Depending on the stakes, it may be worth your while to get better data anyway.
Probably faster to binary-search the settings. You know one too high and one too low, so split the difference and try again.
I think you'll find that the other factors are so variable that a difference of a few points off ideal will not do anything to the overall time.

Seems funny that you need a computer to tell you the same thing as a pen and paper.
Personally I don't trust the things.

I think you can use the "trendline" function in exell to get you the a,b,c in the equation y=ax^2+bx+c, of the parabola that passes through all three points. (y=time, x=wing number)
After that x=-b/2a is the wing number you want.

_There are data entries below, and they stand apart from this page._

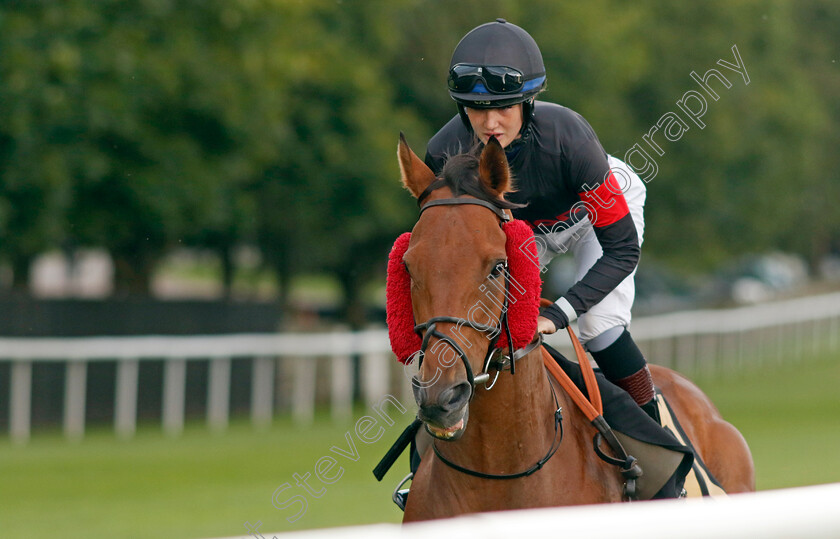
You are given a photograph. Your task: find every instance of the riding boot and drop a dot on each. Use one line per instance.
(624, 365)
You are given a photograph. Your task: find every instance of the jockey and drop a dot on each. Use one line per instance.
(577, 197)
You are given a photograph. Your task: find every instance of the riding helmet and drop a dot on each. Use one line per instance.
(497, 44)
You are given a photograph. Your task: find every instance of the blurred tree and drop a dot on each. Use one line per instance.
(140, 126)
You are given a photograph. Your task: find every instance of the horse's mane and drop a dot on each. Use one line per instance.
(460, 174)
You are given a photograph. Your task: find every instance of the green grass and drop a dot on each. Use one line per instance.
(790, 416)
(205, 485)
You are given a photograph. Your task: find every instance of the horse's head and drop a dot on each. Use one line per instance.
(458, 265)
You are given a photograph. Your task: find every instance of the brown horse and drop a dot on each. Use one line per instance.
(453, 254)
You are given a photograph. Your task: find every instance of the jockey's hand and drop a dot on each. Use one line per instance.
(552, 318)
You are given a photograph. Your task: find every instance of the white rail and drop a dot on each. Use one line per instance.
(692, 342)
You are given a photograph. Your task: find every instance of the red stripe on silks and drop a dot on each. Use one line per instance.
(606, 203)
(526, 286)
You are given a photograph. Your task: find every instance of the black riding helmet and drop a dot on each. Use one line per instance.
(495, 65)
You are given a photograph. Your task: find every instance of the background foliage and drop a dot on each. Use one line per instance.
(142, 126)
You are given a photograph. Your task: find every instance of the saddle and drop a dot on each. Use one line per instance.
(656, 462)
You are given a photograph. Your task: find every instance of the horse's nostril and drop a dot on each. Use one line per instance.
(455, 397)
(419, 391)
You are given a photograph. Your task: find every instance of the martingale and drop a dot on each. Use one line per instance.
(523, 294)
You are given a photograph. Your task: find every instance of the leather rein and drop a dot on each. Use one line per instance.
(428, 329)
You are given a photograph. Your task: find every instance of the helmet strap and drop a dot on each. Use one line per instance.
(462, 112)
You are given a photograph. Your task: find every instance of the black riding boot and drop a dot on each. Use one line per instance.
(624, 365)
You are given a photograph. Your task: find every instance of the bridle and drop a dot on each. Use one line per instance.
(495, 332)
(430, 329)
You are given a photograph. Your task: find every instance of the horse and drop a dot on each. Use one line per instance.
(456, 259)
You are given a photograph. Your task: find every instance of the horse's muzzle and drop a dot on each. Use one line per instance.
(444, 412)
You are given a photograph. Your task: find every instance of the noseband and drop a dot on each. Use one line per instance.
(430, 325)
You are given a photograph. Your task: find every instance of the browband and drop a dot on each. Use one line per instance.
(500, 213)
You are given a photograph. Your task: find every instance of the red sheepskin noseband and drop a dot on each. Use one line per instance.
(523, 293)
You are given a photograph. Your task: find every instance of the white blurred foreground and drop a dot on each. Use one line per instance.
(802, 513)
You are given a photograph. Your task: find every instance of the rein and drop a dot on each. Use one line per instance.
(428, 329)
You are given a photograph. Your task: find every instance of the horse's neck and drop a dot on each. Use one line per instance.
(511, 424)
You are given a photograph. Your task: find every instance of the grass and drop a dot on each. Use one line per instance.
(205, 485)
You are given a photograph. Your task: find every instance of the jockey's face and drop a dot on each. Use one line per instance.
(503, 123)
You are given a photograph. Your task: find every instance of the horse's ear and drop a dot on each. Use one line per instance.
(415, 175)
(493, 168)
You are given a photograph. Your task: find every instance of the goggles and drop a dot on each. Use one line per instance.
(496, 79)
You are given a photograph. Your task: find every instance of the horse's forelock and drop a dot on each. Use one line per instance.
(461, 175)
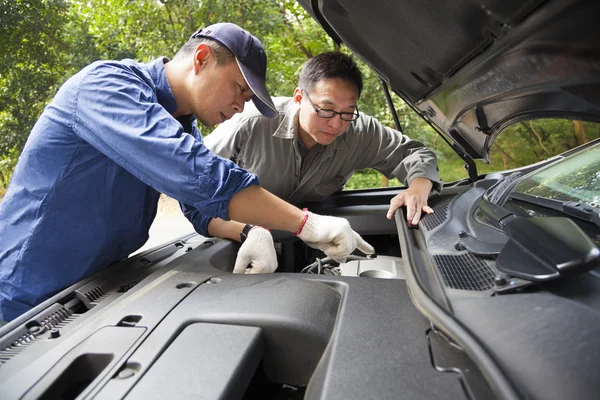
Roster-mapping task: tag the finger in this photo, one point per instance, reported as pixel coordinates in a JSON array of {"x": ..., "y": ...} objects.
[
  {"x": 362, "y": 245},
  {"x": 417, "y": 216},
  {"x": 392, "y": 210},
  {"x": 410, "y": 211},
  {"x": 241, "y": 263},
  {"x": 395, "y": 204}
]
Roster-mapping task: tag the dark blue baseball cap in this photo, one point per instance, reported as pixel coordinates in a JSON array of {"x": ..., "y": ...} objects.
[{"x": 251, "y": 58}]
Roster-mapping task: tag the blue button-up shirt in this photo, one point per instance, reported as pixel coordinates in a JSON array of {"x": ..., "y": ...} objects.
[{"x": 86, "y": 187}]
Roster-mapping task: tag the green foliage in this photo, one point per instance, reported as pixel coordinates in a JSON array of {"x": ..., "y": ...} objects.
[
  {"x": 7, "y": 165},
  {"x": 46, "y": 41}
]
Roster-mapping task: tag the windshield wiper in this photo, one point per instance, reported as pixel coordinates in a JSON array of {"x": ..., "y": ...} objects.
[{"x": 572, "y": 208}]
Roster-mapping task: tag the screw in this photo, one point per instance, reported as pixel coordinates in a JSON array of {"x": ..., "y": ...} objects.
[
  {"x": 126, "y": 373},
  {"x": 500, "y": 280}
]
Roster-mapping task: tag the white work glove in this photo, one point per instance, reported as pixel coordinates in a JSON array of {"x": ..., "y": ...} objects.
[
  {"x": 257, "y": 253},
  {"x": 333, "y": 236}
]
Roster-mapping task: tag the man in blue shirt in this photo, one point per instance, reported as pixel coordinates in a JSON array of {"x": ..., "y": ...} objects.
[{"x": 117, "y": 134}]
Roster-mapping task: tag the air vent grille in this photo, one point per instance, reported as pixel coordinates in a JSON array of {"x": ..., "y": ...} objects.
[
  {"x": 95, "y": 294},
  {"x": 56, "y": 319},
  {"x": 465, "y": 272},
  {"x": 440, "y": 206}
]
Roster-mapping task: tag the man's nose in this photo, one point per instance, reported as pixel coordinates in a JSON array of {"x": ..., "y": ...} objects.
[
  {"x": 238, "y": 107},
  {"x": 336, "y": 122}
]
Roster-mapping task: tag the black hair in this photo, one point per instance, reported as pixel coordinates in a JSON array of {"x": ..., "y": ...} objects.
[
  {"x": 327, "y": 66},
  {"x": 222, "y": 53}
]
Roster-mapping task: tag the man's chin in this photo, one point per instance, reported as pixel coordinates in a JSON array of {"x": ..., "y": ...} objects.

This is a nasty estimation BTW.

Last edited: Jan 8, 2014
14. Jan 8, 2014

### Office_Shredder

Staff Emeritus
Do you know how to use Excel? If you do and you understand the solution then it is fairly trivial to get a spreadsheet to do the calculation. If you do not understand the solution, then ask for it to be explained better; if you don't know how to use Excel then you should probably look up a tutorial on it or ask in the Computing and Technology section any questions you have on it.

Last edited: Jan 8, 2014
15. Jan 8, 2014

### Mentallic

If the OP's version of excel does indeed have a utility that fits a parabola to the points, then that would have to be a far better and easier solution.

16. Jan 8, 2014

### Staff: Mentor

Every version of Excel that I've used can fit a polynomial to a set of points on a graph, and display an equation for the fitted curve. First make the graph ("chart"), then look for "Add Trendline" in the menus, and choose a polynomial fit with order 2.

17. Jan 8, 2014

### Staff: Mentor

The wing has no effect when the car starts off. Air has to be flowing over the wing for it to produce a downward thrust.

18. Jan 8, 2014

### acapro

I think this is the way to go, I will look into this

Thanks
Guys

19. Jan 8, 2014

### akib

You've done really a great job here.
Thanls a lot!

20. Jan 8, 2014

### Mentallic

There's an easier approach that I posted in post #12.

Regardless, as has been mentioned many times already, a quadratic would be a far better fit than two piecewise linear functinos.